Files
2025-11-30 08:30:10 +08:00

9.4 KiB

Common OpenAlex Query Examples

This document provides practical examples for common research queries using OpenAlex.

Finding Papers by Author

User query: "Find papers by Albert Einstein"

Approach: Two-step pattern

  1. Search for author to get ID
  2. Filter works by author ID

Python example:

from scripts.openalex_client import OpenAlexClient
from scripts.query_helpers import find_author_works

client = OpenAlexClient(email="your-email@example.edu")
works = find_author_works("Albert Einstein", client, limit=100)

for work in works:
    print(f"{work['title']} ({work['publication_year']})")

Finding Papers from an Institution

User query: "What papers has MIT published in the last year?"

Approach: Two-step pattern with date filter

  1. Search for institution to get ID
  2. Filter works by institution ID and year

Python example:

from scripts.query_helpers import find_institution_works

works = find_institution_works("MIT", client, limit=200)

# Filter for recent papers
import datetime
current_year = datetime.datetime.now().year
recent_works = [w for w in works if w['publication_year'] == current_year]

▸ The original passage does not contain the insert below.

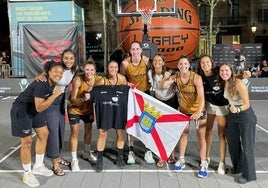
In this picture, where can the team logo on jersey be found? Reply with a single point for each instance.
(148, 118)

Highly Cited Papers on a Topic

User query: "Find the most cited papers on CRISPR from the last 5 years"

Approach: Search + filter + sort

Python example:

works = client.search_works(
    search="CRISPR",
    filter_params={
        "publication_year": ">2019"
    },
    sort="cited_by_count:desc",
    per_page=100
)

for work in works['results']:
    title = work['title']
    citations = work['cited_by_count']
    year = work['publication_year']
    print(f"{title} ({year}): {citations} citations")

Open Access Papers on a Topic

User query: "Find open access papers about climate change"

Approach: Search + OA filter

Python example:

from scripts.query_helpers import get_open_access_papers

papers = get_open_access_papers(
    search_term="climate change",
    client=client,
    oa_status="any",  # or "gold", "green", "hybrid", "bronze"
    limit=200
)

for paper in papers:
    print(f"{paper['title']}")
    print(f"  OA Status: {paper['open_access']['oa_status']}")
    print(f"  URL: {paper['open_access']['oa_url']}")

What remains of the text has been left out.